Azure / durabletask

Durable Task Framework allows users to write long running persistent workflows in C# using the async/await capabilities.
Apache License 2.0
1.47k stars 287 forks source link

Poison messages handling #1040

Open saguiitay opened 4 months ago

saguiitay commented 4 months ago

As a rokochet of issue #1039 I've noticed that the message is being handled indefinitely. I see the following traces in my logs:

PoisonMessageDetected: d8bdcf4d-ef40-4501-a99b-6e72309644ee: Message [TaskScheduled#1] with ID 6128efd4-8904-494d-9a2d-d2d8d01edbe7 has been dequeued 79 times and is now considered poison: {"Account":"...","TaskHub":"Services","...":"TaskScheduled","TaskEventId":1,"MessageId":"6128efd4-8904-494d-9a2d-d2d8d01edbe7","InstanceId":"d8bdcf4d-ef40-4501-a99b-6e72309644ee","ExecutionId":"b27db20915cf4e5db6cad3589dde88df","PartitionId":"...-workitems","DequeueCount":79}
AbandoningMessage: d8bdcf4d-ef40-4501-a99b-6e72309644ee: Abandoning [TaskScheduled#1] message back to ...-workitems and setting a visibility delay of 600ms: {"Account":"...","TaskHub":"...","EventType":"TaskScheduled","TaskEventId":1,"MessageId":"6128efd4-8904-494d-9a2d-d2d8d01edbe7","InstanceId":"d8bdcf4d-ef40-4501-a99b-6e72309644ee","ExecutionId":"b27db20915cf4e5db6cad3589dde88df","PartitionId":"services-workitems","SequenceNumber":208,"PopReceipt":"AgAAAAMAAAAAAAAAxVkNR+xc2gE=","VisibilityTimeoutSeconds":600}

Side note: the message say setting a visibility delay of 600ms, while the code actually delays for 600s (not ms).

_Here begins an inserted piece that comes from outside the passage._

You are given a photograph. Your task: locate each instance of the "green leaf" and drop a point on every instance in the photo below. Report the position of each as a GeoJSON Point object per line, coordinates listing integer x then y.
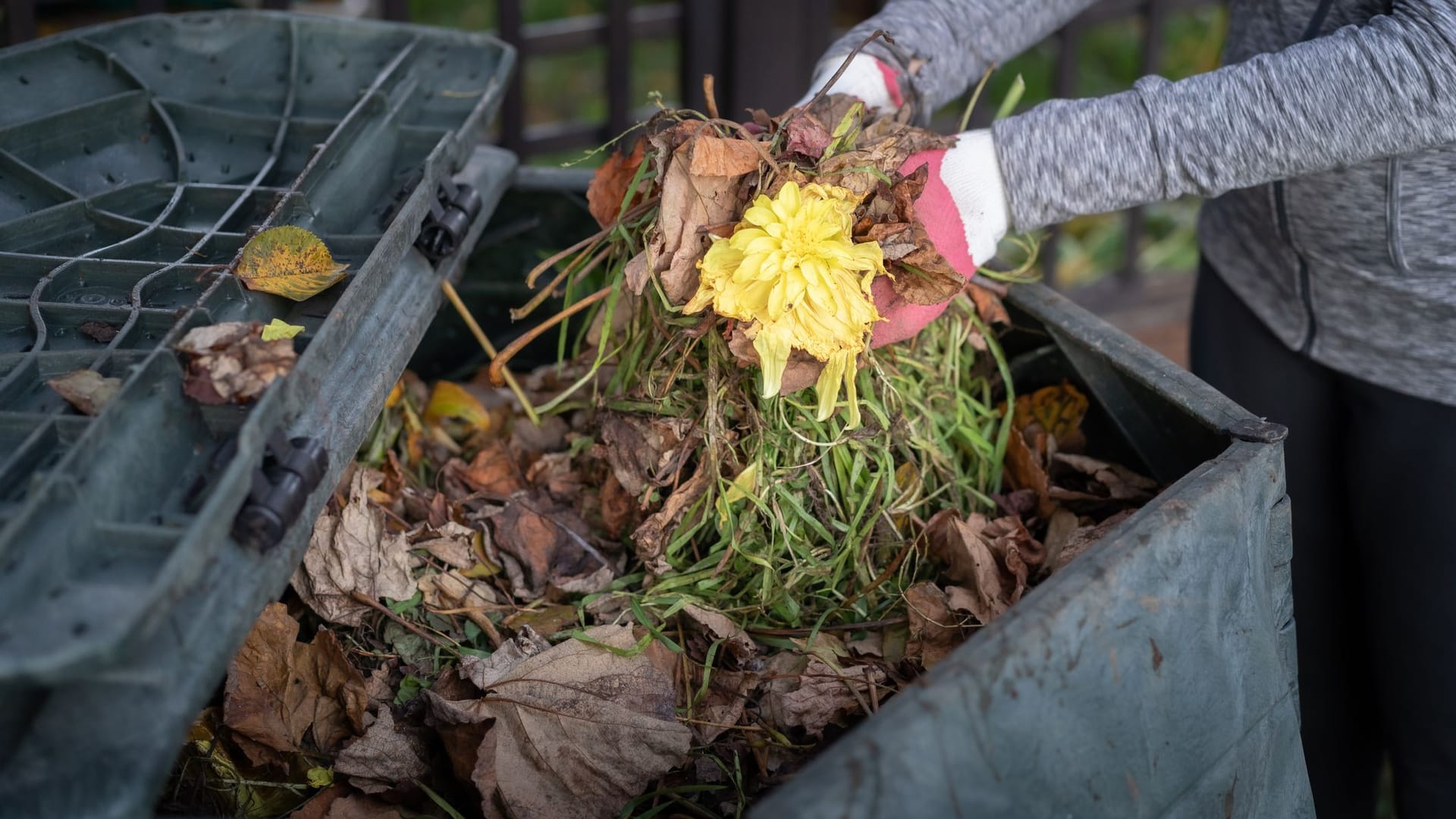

Notice the DequeueCount value of 79 (I've seen values much higher). Perhaps there should be a setting that controls the maximum number of dequeues attempts, after which the message should just be disposed?

@cgillum @davidmrdavid

cgillum commented 4 months ago

I think it makes sense to expose this as a setting. The reason that we allow it to keep going by default is to avoid data loss and allow users a chance to fix the root cause, but it makes sense to allow overriding this behavior.